Regioni con procedure semplificata. In alcune Regioni (quelle dotate di anagrafe vaccinale informatizzato e che intendono aderire) è prevista la possibilità di anticipare anche per l’anno scolastico 2017/2018 la procedura semplificata prevista dalla legge a partire dall’anno scolastico 2019/2020 che consente lo scambio diretto di dati tra Asl e Istituti scolastici (ad esempio al momento hanno aderito alla procedura per l’anno scolastico2017/2018: 

VenetoPiemonteEmiliaRomagnaLazioToscanaMarcheBolzanoTrentoLiguriaValle d’AostaSicilia).
 
In questo caso i genitori non dovranno portare la documentazione entro il 10 marzo e il rispetto degli adempimenti vaccinali sarà accertato direttamente dagli Istituti scolastici e Asl grazie allo scambio dei flussi informativi. Resta in ogni caso valida la scadenza del 10 marzo fissata dalla Legge che prevede che nel caso non si sia adempiuto agli obblighi vaccinali sarà vietato l’accesso per asili nido e scuola infanzia (0-6 anni).
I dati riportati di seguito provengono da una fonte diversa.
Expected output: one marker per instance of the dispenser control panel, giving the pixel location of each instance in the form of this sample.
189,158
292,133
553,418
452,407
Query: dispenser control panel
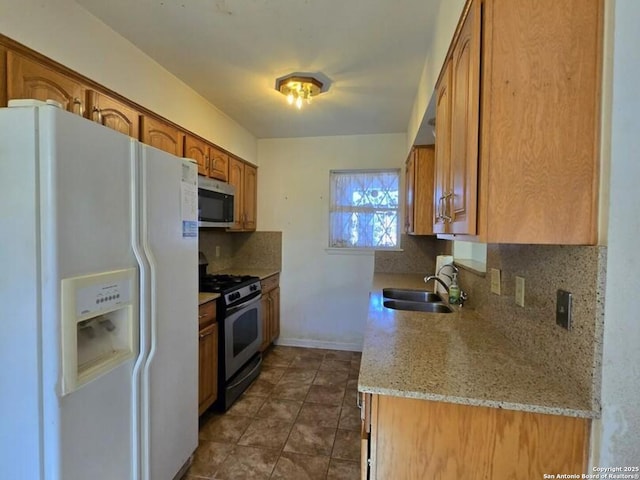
105,296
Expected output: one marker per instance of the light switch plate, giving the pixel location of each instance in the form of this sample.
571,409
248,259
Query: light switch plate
563,309
495,281
520,291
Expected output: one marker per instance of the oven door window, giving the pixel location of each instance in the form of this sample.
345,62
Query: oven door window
245,331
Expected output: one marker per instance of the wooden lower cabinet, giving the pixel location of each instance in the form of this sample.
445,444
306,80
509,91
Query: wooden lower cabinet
418,439
270,310
208,357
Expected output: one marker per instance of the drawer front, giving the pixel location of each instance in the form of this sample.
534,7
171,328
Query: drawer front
207,313
270,283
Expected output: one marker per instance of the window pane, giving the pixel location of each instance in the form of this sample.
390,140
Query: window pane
364,209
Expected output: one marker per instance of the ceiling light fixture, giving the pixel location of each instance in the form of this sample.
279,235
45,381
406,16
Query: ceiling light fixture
299,89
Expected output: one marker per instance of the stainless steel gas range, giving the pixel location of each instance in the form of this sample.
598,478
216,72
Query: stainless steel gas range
240,330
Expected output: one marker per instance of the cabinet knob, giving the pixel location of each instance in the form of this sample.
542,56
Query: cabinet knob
78,108
96,115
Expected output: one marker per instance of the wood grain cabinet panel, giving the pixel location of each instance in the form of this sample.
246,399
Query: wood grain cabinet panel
114,114
3,76
522,151
270,310
417,439
162,135
199,151
219,165
27,78
442,151
208,356
419,171
465,103
457,117
244,178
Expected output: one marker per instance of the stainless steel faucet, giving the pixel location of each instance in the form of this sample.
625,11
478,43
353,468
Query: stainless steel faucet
437,279
463,295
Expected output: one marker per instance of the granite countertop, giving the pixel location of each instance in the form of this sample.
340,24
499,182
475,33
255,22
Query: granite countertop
455,358
206,297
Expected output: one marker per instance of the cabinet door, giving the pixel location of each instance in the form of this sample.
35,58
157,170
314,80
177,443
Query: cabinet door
114,114
27,78
250,197
197,150
409,191
218,165
3,76
208,367
275,313
236,178
423,180
266,322
443,132
161,135
465,102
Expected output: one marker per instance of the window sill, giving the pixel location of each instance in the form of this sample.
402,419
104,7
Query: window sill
349,251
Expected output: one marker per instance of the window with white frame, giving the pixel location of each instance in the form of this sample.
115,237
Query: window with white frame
364,209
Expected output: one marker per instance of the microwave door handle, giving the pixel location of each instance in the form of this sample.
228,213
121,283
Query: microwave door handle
246,304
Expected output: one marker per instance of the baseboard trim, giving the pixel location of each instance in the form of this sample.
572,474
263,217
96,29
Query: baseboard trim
303,342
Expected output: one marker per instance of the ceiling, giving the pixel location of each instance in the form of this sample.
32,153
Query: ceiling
232,51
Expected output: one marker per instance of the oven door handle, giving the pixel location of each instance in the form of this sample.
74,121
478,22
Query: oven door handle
248,303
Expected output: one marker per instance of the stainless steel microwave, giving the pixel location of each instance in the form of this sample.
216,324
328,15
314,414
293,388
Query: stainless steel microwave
215,203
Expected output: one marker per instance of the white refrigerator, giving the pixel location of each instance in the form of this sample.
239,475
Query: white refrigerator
98,302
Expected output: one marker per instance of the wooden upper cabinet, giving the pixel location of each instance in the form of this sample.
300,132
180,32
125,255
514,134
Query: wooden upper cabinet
219,165
465,103
27,78
161,135
236,175
409,191
419,191
3,76
540,150
244,178
250,196
442,151
114,114
197,150
523,142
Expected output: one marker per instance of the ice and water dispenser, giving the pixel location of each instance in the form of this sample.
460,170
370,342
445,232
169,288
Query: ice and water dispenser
99,325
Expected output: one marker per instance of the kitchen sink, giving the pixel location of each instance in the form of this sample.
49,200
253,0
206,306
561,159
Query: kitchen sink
430,307
411,295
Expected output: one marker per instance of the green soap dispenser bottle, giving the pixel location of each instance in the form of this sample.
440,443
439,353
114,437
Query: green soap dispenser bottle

Per i ragazzi della scuola dell’obbligo (7-16 anni) scatterà la procedura che può portare ad una sanzione da 100 a 500 euro.
 
La procedura semplificata prevede che entro il 20 marzo le scuole invieranno alle famiglie che non risultano in regola con gli adempimenti una comunicazione scritta. Le famiglie avranno 10 giorni per presentare la documentazione. In ogni caso, i bambini (0-6 anni) saranno immediatamente riammessi a scuola nel momento in cui dimostrino di essere in regola. Difficile dire con esattezza quanti siano i piccoli alunni non in regola, alcune stime parlano di 30 mila [1] in tutta Italia: “noi non lo sappiamo – spiega la rappresentante dell’Anp -, certo tutto questo rappresenta un adempimento ulteriore per le scuole e rende ancora più complicata una vita che già lo è di suo, anche per colpa di segreterie spesso sotto organico. Ma non si può procedere a colpi di proroghe, soprattutto non in un caso come questo laddove in gioco c’è un interesse alla sanità pubblica: la tutela della collettività non può non essere preponderante”.